The mature presentation demonstrates three things simultaneously: a working diagnosis with justification, a dangerous alternative actively considered, and an unlikely diagnosis explicitly excluded with reasoning. That is clinical thinking.
Bedside & Viva Tool

The 4-Question Balance

Apply this to every diagnosis on your list — at the bedside, in the viva, on the ward.
01

Why it fits

What features of this patient support this diagnosis? Be specific — name the findings.

02

Why it does not fit

What features argue against it? What expected finding is absent? This question is equally important.

03

How sure am I?

Given the balance of evidence — is this most likely, possible, or unlikely? Where does it rank?

04

What next?

What investigation or clinical decision follows from this diagnosis being on the list?

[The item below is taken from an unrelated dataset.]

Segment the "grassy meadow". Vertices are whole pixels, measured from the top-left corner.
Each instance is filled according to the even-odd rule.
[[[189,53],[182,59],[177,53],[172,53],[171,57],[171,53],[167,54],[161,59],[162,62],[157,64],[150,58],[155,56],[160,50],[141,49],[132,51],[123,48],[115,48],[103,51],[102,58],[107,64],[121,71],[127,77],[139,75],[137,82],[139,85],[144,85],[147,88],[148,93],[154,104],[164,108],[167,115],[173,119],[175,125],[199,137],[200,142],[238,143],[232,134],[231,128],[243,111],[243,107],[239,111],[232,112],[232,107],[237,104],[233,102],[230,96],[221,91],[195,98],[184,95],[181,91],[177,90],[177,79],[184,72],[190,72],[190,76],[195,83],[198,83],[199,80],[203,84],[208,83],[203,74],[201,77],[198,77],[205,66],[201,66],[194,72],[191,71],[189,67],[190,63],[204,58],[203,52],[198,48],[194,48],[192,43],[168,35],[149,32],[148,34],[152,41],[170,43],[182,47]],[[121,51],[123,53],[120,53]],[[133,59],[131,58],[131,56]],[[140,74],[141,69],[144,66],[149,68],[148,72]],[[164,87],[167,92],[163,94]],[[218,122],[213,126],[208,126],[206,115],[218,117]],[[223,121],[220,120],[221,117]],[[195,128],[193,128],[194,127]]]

Use this tool before you speak in a viva or write in a case note. If you cannot answer all four questions for a diagnosis — either remove it from your list or investigate until you can.
Common Student Errors

What poor differential reasoning looks like

Listing diseases without justification If you cannot say why it is there, it should not be there.
Ignoring negative findings Absence of expected features is evidence — often powerful evidence against a diagnosis.
Not ranking differentials An unranked list does not guide management. Ranking is the clinical decision.
Treating absence of expected findings as unimportant A missing key feature often lowers probability more than any positive finding raises it.
Final Take-Home Message
"Differential diagnosis is not a list.
It is a balance."

Medicine is weighing evidence — For. Against. Probability. Risk.
If you cannot explain why a diagnosis is on your list, remove it.